友人に勧められてた「YUKIGUNI」という映画を見る。山形の酒田市にあるケルンという喫茶そしてBar、そこに92歳で現役バーテンダーの井山さんというかたがいらっしゃって、彼は60年前に「雪国」というカクテルを生み出した人。この「雪国」は当時の寿屋(いまのサントリー)のコンテストで優勝し、いまや世界的なスタンダードカクテルになっているそう。ほとんどのカクテルが19世紀に考えられたものである中、近年つくられてスタンダードカクテルになるというのは全世界のバーテンダーの憧れだそう。そんな井山さんとケルンというお店と、そしてカクテル「雪国」にまつわるドキュメント映画。
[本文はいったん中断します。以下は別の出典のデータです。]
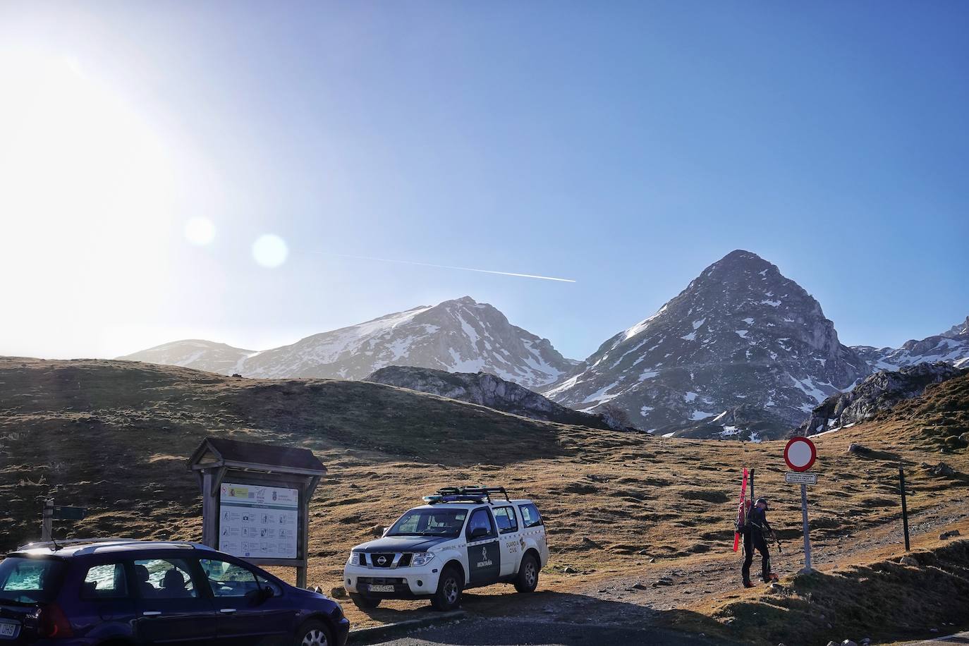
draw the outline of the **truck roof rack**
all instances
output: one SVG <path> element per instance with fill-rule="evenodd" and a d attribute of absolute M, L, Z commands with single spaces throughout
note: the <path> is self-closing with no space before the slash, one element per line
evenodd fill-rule
<path fill-rule="evenodd" d="M 440 503 L 491 503 L 491 497 L 500 494 L 505 500 L 511 502 L 505 487 L 485 487 L 484 485 L 464 485 L 459 487 L 442 487 L 433 496 L 424 496 L 423 500 L 428 505 Z"/>

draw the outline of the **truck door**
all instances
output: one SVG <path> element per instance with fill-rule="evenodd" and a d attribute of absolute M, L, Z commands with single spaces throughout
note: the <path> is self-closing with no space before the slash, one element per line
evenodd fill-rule
<path fill-rule="evenodd" d="M 518 571 L 521 561 L 518 519 L 511 506 L 496 507 L 491 511 L 498 525 L 498 541 L 501 543 L 501 576 L 511 576 Z"/>
<path fill-rule="evenodd" d="M 468 587 L 495 583 L 501 575 L 501 548 L 494 518 L 486 507 L 471 512 L 465 529 Z"/>

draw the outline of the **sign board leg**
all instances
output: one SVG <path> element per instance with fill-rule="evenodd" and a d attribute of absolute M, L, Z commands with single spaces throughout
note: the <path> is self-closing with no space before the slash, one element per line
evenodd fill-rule
<path fill-rule="evenodd" d="M 804 524 L 804 569 L 801 572 L 811 571 L 811 538 L 807 535 L 807 485 L 800 485 L 800 517 Z"/>
<path fill-rule="evenodd" d="M 297 587 L 300 590 L 306 588 L 306 568 L 297 568 Z"/>

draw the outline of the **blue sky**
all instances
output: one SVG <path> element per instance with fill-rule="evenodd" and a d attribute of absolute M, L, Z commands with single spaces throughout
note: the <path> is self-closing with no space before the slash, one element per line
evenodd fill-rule
<path fill-rule="evenodd" d="M 962 2 L 5 3 L 0 354 L 263 349 L 469 294 L 584 357 L 736 248 L 845 343 L 937 333 L 969 315 L 967 29 Z"/>

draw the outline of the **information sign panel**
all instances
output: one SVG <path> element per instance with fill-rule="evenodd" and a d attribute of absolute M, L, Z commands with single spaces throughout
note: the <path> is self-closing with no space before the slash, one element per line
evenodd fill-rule
<path fill-rule="evenodd" d="M 298 557 L 299 490 L 223 482 L 219 550 L 239 558 Z"/>

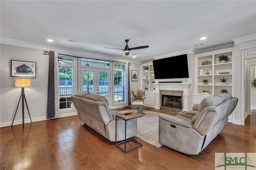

バーテンであること、スタンダードカクテルというもの、井山さんという人物、カクテル「雪国」が生まれた逸話などをいろんなバーテンやお店の人、井山さん自身、彼の子供達が語る。そしてその背景にある井山さんのこれまでの人生、奥さんのこと、お店の変移。ほんとなんでもないドキュメントなのに、小林薫さんの語りと、バックに流れるバラードばかりのジャズ(同じ酒田出身の後藤輝夫さんというテナーの方が吹いてる)が時間をゆったりさせ、まるでバーの止まり木にいてバーテンさんの話をゆっくり聞いている気持ちになって来る。本当にカウンターに立つのが好きで、人と会うのが好きで、という井山さんが身近に感じてくる。いやー、素晴らしくいい映画だったな。こういう感触がする映画はなかなかシネコンとかではかからないもんなあ。長くない上映時間なのにカクテル「雪国」といっしょに60年過ごしたような気分になった。
いい映画だった。あまり上映館や期間は多くないけど、ぜひ。